Ese deseo se saciará, si permanecemos fieles, porque la solicitud de Dios por
sus criaturas ha dispuesto la resurrección de la carne, verdad que
constituye uno de los artículos fundamentales del Credo8, pues
si no hay resurrección de los muertos, tampoco resucitó Cristo. Y si Cristo no
resucitó, vana es nuestra predicación, y vana es también nuestra fe9.
«La Iglesia cree en la resurrección de los muertos (...) y entiende que la
resurrección se refiere a todo el hombre»10:
también a su cuerpo.
El Magisterio ha repetido en numerosas ocasiones que
se trata de una resurrección del mismo cuerpo, el que tuvimos durante nuestro
paso por la tierra, en esta carne «en que vivimos, subsistimos y nos movemos»11.
Por eso, «las dos fórmulas resurrección de los muertos y resurrección
de la carne son expresiones complementarias de la misma tradición
primitiva de la Iglesia», y deben seguirse usando los dos modos de expresarse12.
La liturgia recoge esta verdad consoladora en
numerosas ocasiones: En Él (en Cristo) brilla la
esperanza de nuestra feliz resurrección; y así, aunque la certeza de morir nos
entristece, nos consuela la promesa de la futura inmortalidad. Porque la vida
de los que en ti creemos, Señor, no termina, se transforma; y, al deshacerse
nuestra morada terrenal, adquirimos una mansión eterna en el Cielo13.
Dios nos espera para siempre en su gloria. ¡Qué tristeza tan grande para
quienes todo lo han cifrado en este mundo! ¡Qué alegría saber que seremos
nosotros mismos, alma y cuerpo, quienes, con la ayuda de la gracia, viviremos
eternamente con Jesucristo, con los ángeles y los santos, alabando a la
Trinidad Beatísima!
Cuando nos aflija la muerte de una persona querida, o
acompañemos en su dolor a quien ha perdido aquí a alguien de su familia, hemos
de poner de manifiesto, ante los demás y ante nosotros mismos, estas verdades
que nos inundan de esperanza y de consuelo: la vida no termina aquí abajo en la
tierra, sino que vamos al encuentro de Dios en la vida eterna.
II. Toda alma,
después de la muerte, espera la resurrección del propio cuerpo, con el que, por
toda la eternidad, estará en el Cielo, cerca de Dios, o en el Infierno, lejos
de Él.
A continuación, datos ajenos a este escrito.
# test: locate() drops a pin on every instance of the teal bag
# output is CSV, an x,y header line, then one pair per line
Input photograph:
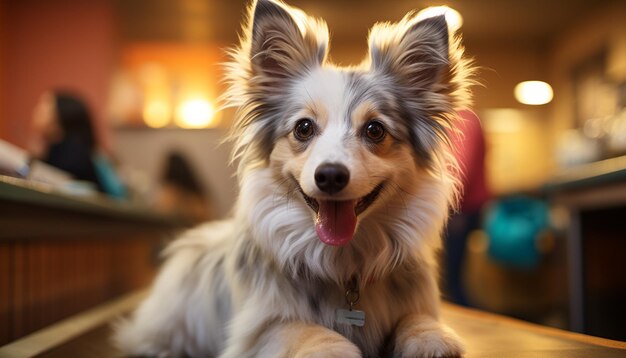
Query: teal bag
x,y
514,225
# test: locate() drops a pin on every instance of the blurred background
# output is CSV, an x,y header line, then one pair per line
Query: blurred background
x,y
548,239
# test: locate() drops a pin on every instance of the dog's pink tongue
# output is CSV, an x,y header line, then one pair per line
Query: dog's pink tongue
x,y
336,222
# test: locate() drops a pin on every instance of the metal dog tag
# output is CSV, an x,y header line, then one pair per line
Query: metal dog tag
x,y
351,317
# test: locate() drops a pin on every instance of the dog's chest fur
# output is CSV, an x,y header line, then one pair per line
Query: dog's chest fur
x,y
313,300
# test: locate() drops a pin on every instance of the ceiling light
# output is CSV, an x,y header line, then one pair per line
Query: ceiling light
x,y
195,113
533,92
453,17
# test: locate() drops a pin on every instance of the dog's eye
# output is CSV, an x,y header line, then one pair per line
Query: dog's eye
x,y
375,131
304,130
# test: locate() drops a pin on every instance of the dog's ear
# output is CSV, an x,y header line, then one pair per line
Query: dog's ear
x,y
283,43
415,53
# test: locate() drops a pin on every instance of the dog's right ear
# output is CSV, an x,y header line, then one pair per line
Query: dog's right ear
x,y
284,41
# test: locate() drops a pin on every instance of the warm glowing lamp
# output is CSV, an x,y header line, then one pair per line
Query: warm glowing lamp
x,y
195,113
453,17
533,92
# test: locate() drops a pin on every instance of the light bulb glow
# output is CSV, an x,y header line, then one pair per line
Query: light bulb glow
x,y
453,17
533,93
195,113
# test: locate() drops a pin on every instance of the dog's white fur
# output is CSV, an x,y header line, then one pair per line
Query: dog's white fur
x,y
262,284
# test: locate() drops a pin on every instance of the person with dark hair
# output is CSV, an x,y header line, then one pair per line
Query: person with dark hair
x,y
181,192
65,138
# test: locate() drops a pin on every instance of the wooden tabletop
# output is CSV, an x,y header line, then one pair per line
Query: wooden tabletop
x,y
485,335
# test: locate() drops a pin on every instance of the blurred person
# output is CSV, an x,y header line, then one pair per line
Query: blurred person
x,y
469,150
181,192
63,136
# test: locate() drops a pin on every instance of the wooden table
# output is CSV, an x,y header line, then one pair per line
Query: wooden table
x,y
61,254
485,335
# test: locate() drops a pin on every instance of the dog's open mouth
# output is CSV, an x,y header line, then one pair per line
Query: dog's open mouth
x,y
336,219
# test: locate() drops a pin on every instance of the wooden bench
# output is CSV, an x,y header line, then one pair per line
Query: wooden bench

Nuestros cuerpos en el Cielo tendrán características diferentes, pero
seguirán siendo cuerpos y ocuparán un lugar, como ahora el Cuerpo glorioso de
Cristo y el de la Virgen. No sabemos dónde está, ni cómo se forma ese lugar: la
tierra de ahora se habrá transfigurado14.
La recompensa de Dios redundará en el cuerpo glorioso haciéndolo inmortal, pues
la caducidad es signo del pecado y la creación estuvo sometida a ella por culpa
del pecado15. Todo lo que amenaza e impide la vida desaparecerá16.
Los resucitados para la Gloria –como afirma San Juan en el Apocalipsis–
no tendrán hambre, ni tendrán ya sed ni caerá sobre ellos el sol, ni ardor
alguno17: esos sufrimientos que enumera el Apocalipsis fueron
los que más dañaron al pueblo de Israel mientras atravesaba el desierto: los
abrasadores rayos del sol caían como dardos, se desencadenaba con rapidez la
corrupción, y el viento seco del desierto consumía las fuerzas18.
Estas mismas tribulaciones son símbolo de los dolores que tendría que soportar
el nuevo Pueblo de Dios, la Iglesia, mientras dure su peregrinación hasta la
Patria definitiva.
La fe y la esperanza en la glorificación de nuestro
cuerpo nos harán valorarlo debidamente. El hombre «no debe despreciar la vida
corporal, sino que, por el contrario, debe tener por bueno y honrar a su propio
cuerpo, como criatura de Dios que ha de resucitar en el último día»19.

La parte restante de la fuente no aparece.